Aujourd’hui, la bataille est loin d’être terminée. Un seul chiffre suffit pour montrer à quel point les mafias politico-économiques se sont développées et sévissent encore de nos jours. La part de l’informel représente entre 40 et 50% de l’économie. Les ramifications mafieuses se trouvent partout : dans un port, dans une administration, dans les circuits de commerce et sur la scène politique…
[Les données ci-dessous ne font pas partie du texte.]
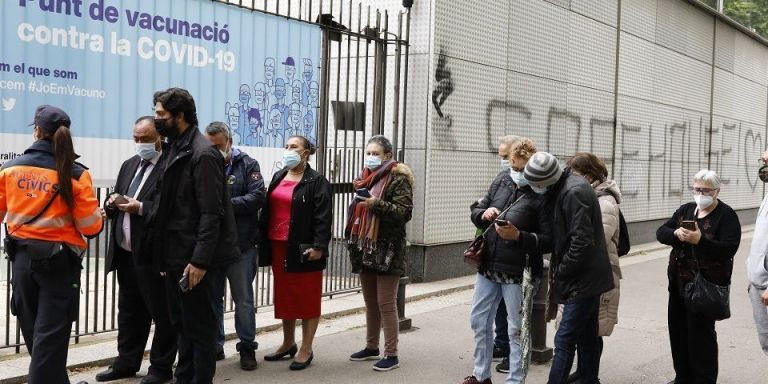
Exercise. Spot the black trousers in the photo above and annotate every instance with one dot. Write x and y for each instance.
(694, 343)
(138, 305)
(193, 318)
(46, 303)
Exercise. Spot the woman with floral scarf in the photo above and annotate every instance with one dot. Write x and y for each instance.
(376, 241)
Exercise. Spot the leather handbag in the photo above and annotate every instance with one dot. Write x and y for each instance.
(706, 298)
(474, 255)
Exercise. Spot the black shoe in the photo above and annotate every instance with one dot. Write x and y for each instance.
(499, 353)
(155, 379)
(248, 359)
(112, 374)
(503, 367)
(282, 355)
(296, 366)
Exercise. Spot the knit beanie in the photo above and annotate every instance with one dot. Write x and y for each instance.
(542, 170)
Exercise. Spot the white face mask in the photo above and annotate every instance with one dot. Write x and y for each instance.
(703, 201)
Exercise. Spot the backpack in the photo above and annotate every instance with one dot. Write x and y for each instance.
(623, 247)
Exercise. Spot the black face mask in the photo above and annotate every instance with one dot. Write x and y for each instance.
(763, 173)
(166, 128)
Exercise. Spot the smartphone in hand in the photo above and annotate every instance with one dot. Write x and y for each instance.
(184, 284)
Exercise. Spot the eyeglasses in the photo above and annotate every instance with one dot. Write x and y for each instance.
(703, 191)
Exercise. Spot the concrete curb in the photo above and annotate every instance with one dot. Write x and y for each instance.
(103, 362)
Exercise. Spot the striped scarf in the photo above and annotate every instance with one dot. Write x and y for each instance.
(362, 224)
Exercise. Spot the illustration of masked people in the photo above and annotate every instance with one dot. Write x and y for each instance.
(233, 117)
(296, 91)
(285, 110)
(256, 127)
(243, 128)
(269, 74)
(309, 127)
(314, 95)
(308, 72)
(296, 127)
(290, 70)
(273, 131)
(261, 99)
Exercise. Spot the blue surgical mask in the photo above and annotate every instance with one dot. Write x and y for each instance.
(146, 151)
(518, 178)
(372, 162)
(291, 159)
(539, 190)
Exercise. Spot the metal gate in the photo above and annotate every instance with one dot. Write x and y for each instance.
(357, 93)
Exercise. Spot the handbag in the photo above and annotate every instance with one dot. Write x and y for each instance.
(475, 253)
(706, 298)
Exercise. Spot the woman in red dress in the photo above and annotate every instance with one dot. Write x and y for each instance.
(297, 221)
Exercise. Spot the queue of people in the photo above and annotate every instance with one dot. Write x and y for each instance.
(189, 213)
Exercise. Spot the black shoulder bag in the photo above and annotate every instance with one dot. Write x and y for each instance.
(10, 244)
(706, 298)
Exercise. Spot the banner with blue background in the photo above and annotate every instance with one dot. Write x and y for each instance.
(102, 60)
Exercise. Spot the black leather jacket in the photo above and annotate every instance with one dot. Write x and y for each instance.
(580, 260)
(528, 214)
(311, 219)
(194, 221)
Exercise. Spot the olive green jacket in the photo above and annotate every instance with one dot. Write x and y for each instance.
(394, 210)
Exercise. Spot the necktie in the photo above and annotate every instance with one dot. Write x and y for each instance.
(131, 193)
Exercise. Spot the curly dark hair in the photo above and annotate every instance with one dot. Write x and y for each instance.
(177, 101)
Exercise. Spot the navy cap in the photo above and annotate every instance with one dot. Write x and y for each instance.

Il faut le dire, la plupart des partis ne peuvent se targuer d’être vertueux. L’action politique a été altérée par les compromis et les compromissions, voire les connexions avec l’étranger. Les puissances extérieures ont tenté de s’infiltrer dans les différents rouages de l’Etat. On aurait dit qu’il y avait convergence d’actions pour détruire tout ce qui est organisé. A commencer par l’Etat lui-même, en allant vers l’économie, en passant par la société et la personnalité tunisienne. S’en est suivi le glissement de tout un pays dans une trappe de désordre.
Faut-il donc soutenir Kaïs Saïed ? La réponse est oui, mais si on pouvait avoir des réserves sur certaines méthodes.
Aujourd’hui, pour que l’Etat fonctionne, il faudra réhabiliter le service public, mettre en place une justice propre et équitable. Et lier la responsabilité à la reddition des comptes. Si les griffes des islamistes ont été coupées, il faut maintenant qu’ils rendent compte de leurs actes. De ce fait, il y a lieu de considérer l’action de Kaïs Saïed comme un début de sauvetage. Un début seulement. Pour que ce sauvetage soit accompli, mené à terme, le Président a besoin de regrouper les gens, fédérer, tisser des alliances avec l’Ugtt, l’Utica, les organisations féminines, les composantes de la société civile et avec les personnalités vertueuses de la scène politique. Tout ce qui est vertueux doit participer à sauver le pays. Le Chef de l’Etat aura ainsi autour de lui des personnes de qualité, patriotes, intègres et expérimentées. Il devra lui-même faire preuve d’écoute et prendre connaissance des autres avis.
Pour que la Tunisie redevienne ce qu’elle a été, c’est-à-dire un pays qui réalise des performances économiques, respecté dans le concert des nations, indépendant et souverain, il faut mettre la main dans la main pour atteindre un objectif aussi noble que le salut d’un peuple et la relève d’une nation.